Nel processo di litografia, l’uso del resistente EUV non tollera alcuna deviazione termica. Se la temperatura durante il processo di cottura è leggermente troppo alta, o se ci sono variazioni di temperatura sulla superficie del wafer, si inizia a perdere produttività: in modo silenzioso, e in modo che il problema si ripeta turno dopo turno. I componenti riscaldanti presenti sotto il resistente devono garantire una temperatura costante, indipendentemente dal turno di lavoro o dal lotto di prodotto, senza generare particelle o causare interruzioni nel funzionamento dell’apparecchiatura.
Cosa è importante per funzionare correttamente
I riscaldatori per resistenti EUV vengono realizzati utilizzando sorgenti infrarosse controllate – a breve e media lunghezza d’onda – abbinate a vetri di quarzo ed elementi allogenici selezionati per garantire un output spettrale stabile. Il risultato è una uniformità termica sulla superficie del wafer entro ±0,1°C, oltre a profili di cottura costanti. Il dispositivo è adatto per essere utilizzato in ambienti a Classe 1–100; i materiali e le finiture utilizzati garantiscono che non vi siano particelle generate durante il funzionamento. L’output energetico corrisponde ai valori standard di potenza e tensione; inoltre, i connettori permettono l’installazione del dispositivo senza dover modificare i circuiti esistenti.

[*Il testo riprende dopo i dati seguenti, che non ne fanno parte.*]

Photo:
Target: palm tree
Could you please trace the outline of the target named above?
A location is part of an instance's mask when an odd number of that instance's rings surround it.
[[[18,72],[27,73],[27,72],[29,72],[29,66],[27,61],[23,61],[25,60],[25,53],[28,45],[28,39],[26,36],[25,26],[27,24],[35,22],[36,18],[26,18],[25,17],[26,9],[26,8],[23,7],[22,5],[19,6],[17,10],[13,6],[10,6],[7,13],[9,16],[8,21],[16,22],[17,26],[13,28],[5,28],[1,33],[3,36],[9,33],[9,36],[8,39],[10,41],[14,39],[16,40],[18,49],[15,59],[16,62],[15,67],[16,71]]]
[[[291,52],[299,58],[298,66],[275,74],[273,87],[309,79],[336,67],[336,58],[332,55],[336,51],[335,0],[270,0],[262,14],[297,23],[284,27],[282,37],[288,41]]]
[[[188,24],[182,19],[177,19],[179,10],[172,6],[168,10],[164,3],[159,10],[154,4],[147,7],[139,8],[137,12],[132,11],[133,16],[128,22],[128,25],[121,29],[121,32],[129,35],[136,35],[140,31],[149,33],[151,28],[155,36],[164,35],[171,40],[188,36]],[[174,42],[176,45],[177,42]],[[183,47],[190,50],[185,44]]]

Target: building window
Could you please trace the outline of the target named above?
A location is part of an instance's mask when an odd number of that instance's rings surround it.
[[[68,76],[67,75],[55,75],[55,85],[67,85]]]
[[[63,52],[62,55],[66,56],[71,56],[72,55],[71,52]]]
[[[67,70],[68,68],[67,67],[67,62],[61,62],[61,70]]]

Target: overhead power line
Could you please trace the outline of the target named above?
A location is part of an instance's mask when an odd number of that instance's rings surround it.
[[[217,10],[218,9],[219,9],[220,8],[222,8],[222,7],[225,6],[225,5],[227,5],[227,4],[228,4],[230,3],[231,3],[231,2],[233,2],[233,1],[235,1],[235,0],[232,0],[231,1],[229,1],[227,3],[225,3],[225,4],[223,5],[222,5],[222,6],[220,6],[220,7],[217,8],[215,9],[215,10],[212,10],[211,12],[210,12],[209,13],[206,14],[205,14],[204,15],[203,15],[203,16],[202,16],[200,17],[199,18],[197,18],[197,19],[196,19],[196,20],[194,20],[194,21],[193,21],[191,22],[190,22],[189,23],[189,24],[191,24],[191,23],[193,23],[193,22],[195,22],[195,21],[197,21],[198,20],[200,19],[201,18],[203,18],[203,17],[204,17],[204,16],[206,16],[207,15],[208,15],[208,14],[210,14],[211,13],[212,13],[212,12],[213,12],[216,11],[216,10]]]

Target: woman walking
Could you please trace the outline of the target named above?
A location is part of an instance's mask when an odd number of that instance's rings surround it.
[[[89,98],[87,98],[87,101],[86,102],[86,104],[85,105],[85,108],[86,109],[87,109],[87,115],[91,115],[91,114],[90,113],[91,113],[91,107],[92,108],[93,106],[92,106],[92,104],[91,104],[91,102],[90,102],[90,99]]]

Perché questo approccio funziona per i resistenti EUV
I resistenti EUV sono molto sottili, quindi il controllo termico è fondamentale. È preferibile mantenere la temperatura esattamente come specificato dalle specifiche tecniche, piuttosto che lasciare che la temperatura vari casualmente. Questo permette un controllo più preciso delle dimensioni critiche del wafer, riducendo i difetti e migliorando la qualità del prodotto. Inoltre, i riscaldatori possono funzionare 24/7 senza interruzioni impreviste: nessun punto caldo, nessun sistema di sicurezza che possa causare problemi, e nessuna necessità di manutenzione improvvisa.
Cosa bisogna considerare durante l’installazione
L’installazione avviene in modo semplice su binari standard, ma il riscaldatore deve essere adeguato alla geometria della camera e al percorso degli onde infrarosse. È necessario effettuare una fase di collaudo per verificare i parametri di cottura e assicurarsi che la temperatura rimanga costante. La durata di vita del dispositivo è elevata: oltre 5.000 ore è la norma. Tuttavia, è comunque necessaria una calibrazione periodica per mantenere la temperatura entro ±0,1°C, indipendentemente dal diametro del wafer. È importante includere questa fase di calibrazione nel piano di gestione del dispositivo: in questo modo si ottengono esposizioni stabili, turno dopo turno.